In fact... The only example we have on the table at the moment involves multiple non-beneficial mutations (not multiple beneficial mutations).

I’m sorry, I can’t follow your argument. Are you discussing Lemski’s experiment or are you talking generally? Perhaps you are making the same error as Behe does in the OP and which I discuss in the beginning of this post. It is not possible to estimate the frequency of beneficial mutations in Ecoli from Lemski’s experiment

No... in the paragraph above I am referring the observed behavior of evolution in malaria's developing resistance to atovaquone and chloroquine.

To summarize...
Lenski's experiments demonstrate that beneficial mutations overwhelmingly remove or degrade genetic information as opposed to adding new genetic information as current evolutionary theory presumes.

The malaria examples demonstrate that coordinated mutations in the real world are not necessarily a function of beneficial mutations.
If coordinated mutations were typically a function beneficial mutations, then we would expect to see 100 million examples of beneficial mutations producing 2 coordinated mutations for every single example of non-beneficial mutations producing 2 coordinated mutations.
Since this is not what we observe in the real world, that draws into question the unverified presumption that coordinated mutations are typically a function of beneficial mutations (instead of non-beneficial mutations).

[Nils]

Especially when the overwhelming majority of observed beneficial mutations degrade or remove genetic information instead of altering (like the malaria examples) or even more infrequently adding genetic information.

Beneficial mutations are indeed very uncommon. Especially when the environment isn’t changing. It’s not a law that there always are possible mutations that are beneficial. That’s why Behes statement in the OP is so astounding. The e coli bacteria has existed in more than one hundred million years. How could there be a lot of beneficial mutations that have never occurred long time ago appearing now in Lemski’s thirty year experiment.
Agree?

You didn’t answer my question this time either.
The question is related to the question I posed in post #4 which you didn’t answer. Why don’t you answer. It is an important question and relates to what you write now, see below.

Lenski's thirty year experiment has demonstrated a number of beneficial mutations.
So the issue here is not an absence of beneficial mutations in Lenski's experiments.
The issue that Behe points out is the nature (not quantity) of the beneficial mutations.
The observed nature of Lenski's beneficial mutations overwhelmingly degrades and diminishes genetic information instead of adding new genetic information.

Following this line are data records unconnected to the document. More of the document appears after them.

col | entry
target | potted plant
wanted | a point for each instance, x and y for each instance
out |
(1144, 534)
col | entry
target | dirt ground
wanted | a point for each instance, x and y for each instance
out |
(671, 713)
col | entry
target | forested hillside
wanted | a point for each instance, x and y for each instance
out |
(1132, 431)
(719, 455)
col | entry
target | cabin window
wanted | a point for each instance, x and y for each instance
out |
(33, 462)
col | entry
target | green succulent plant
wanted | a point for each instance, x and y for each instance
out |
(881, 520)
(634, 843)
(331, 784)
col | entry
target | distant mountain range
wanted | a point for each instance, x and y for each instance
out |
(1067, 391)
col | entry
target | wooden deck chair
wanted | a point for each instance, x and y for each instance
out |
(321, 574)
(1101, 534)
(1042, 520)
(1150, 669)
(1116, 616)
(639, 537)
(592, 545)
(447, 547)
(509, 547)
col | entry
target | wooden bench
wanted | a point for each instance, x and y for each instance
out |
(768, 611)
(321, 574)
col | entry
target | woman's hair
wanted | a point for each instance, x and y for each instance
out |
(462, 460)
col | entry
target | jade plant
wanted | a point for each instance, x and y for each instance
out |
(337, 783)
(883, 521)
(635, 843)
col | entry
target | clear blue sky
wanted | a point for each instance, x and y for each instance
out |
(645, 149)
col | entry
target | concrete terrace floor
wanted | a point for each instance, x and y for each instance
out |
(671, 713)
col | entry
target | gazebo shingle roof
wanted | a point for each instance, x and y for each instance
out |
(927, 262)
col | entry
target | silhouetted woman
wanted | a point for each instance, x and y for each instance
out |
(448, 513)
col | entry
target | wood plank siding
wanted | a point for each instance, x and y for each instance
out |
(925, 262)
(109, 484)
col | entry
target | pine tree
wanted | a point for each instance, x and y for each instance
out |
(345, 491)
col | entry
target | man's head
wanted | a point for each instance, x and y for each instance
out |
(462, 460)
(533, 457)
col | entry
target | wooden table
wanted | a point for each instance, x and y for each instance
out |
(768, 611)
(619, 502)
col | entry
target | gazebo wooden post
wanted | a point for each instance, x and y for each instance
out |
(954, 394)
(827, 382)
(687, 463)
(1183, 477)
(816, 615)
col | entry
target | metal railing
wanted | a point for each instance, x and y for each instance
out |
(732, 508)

OK, I have to repeat the quote of Behe about Lemski’s experiment, from post #4: "there were no molecular machines, no new genes and yet it had so many chances evolutionary theory would have predicted you get something really impressive and it wasn't seen". That is Behe’s astonishing statement. What is your comment to this?

- - -

To summarize...
Lenski's experiments demonstrate that beneficial mutations overwhelmingly remove or degrade genetic information as opposed to adding new genetic information as current evolutionary theory presumes.

So what? Even if a great majority of beneficial mutations remove or degrade and that in the long run isn’t beneficial there are some that add information and that is enough. Those will prevail in the long run. Behe has written about this in an article on “The first rule” but this article has been heavily criticised.

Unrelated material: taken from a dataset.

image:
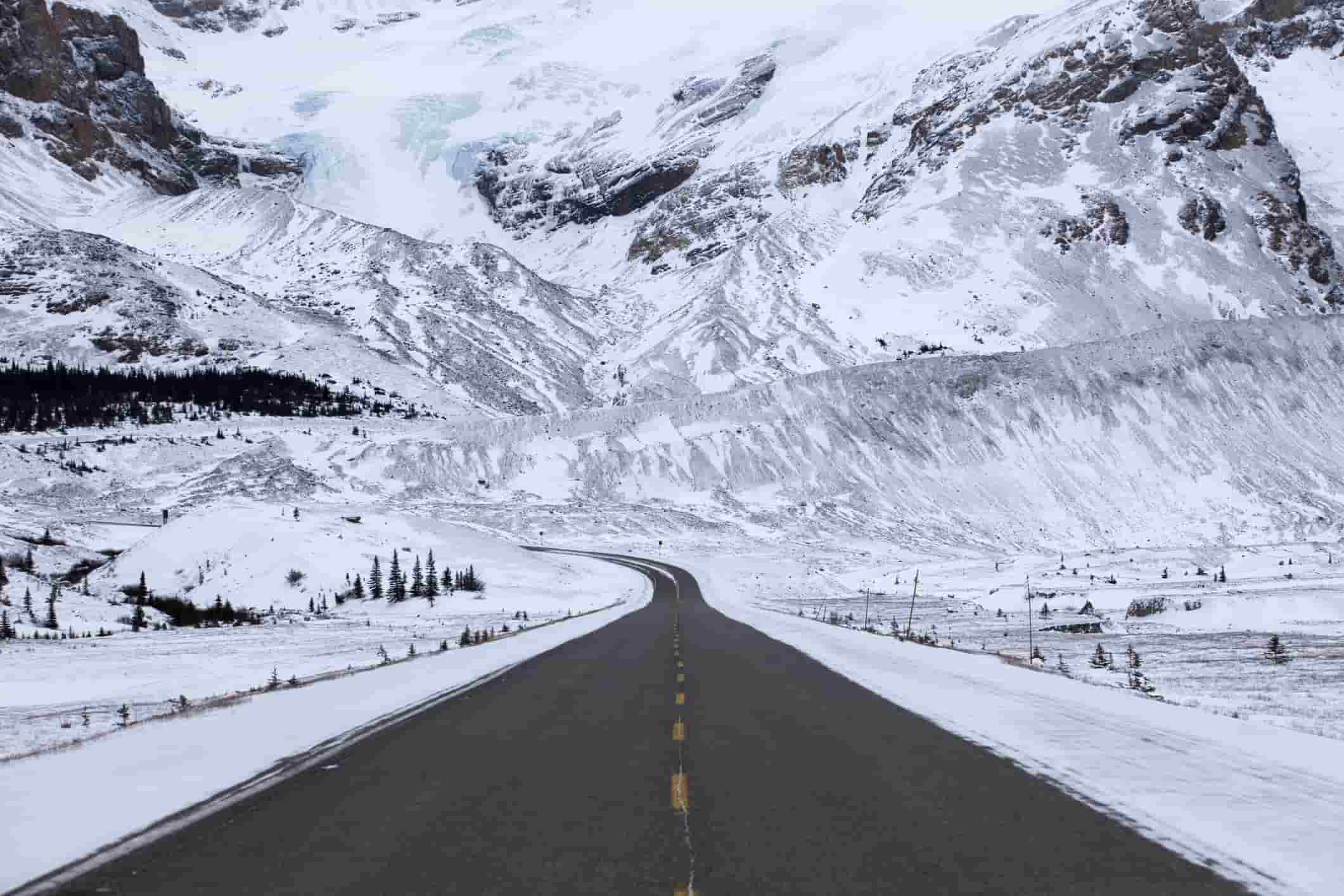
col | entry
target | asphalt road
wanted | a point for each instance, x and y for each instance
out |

The malaria examples demonstrate that coordinated mutations in the real world are not necessarily a function of beneficial mutations.
If coordinated mutations were typically a function beneficial mutations, then we would expect to see 100 million examples of beneficial mutations producing 2 coordinated mutations for every single example of non-beneficial mutations producing 2 coordinated mutations.

You haven’t given any clear definition of what you mean by “coordinated”. (Curious word, coordinated by who or what). Is “coordinated” the same as “needed”? What do you mean by beneficial mutations producing 2 coordinated mutations? From where do you get this figure 100 million? How can you compare the number of possible beneficial mutations in a specific DNA with the number of non-beneficial that together produce a beneficial combination? That such a combination exists in malaria doesn’t implicate that a similar combination exists in other DNAs for instance E coli. Also, the number of beneficial possible mutations isn’t a fixed number, it is highly dependent of the environment. Your statement seems confused.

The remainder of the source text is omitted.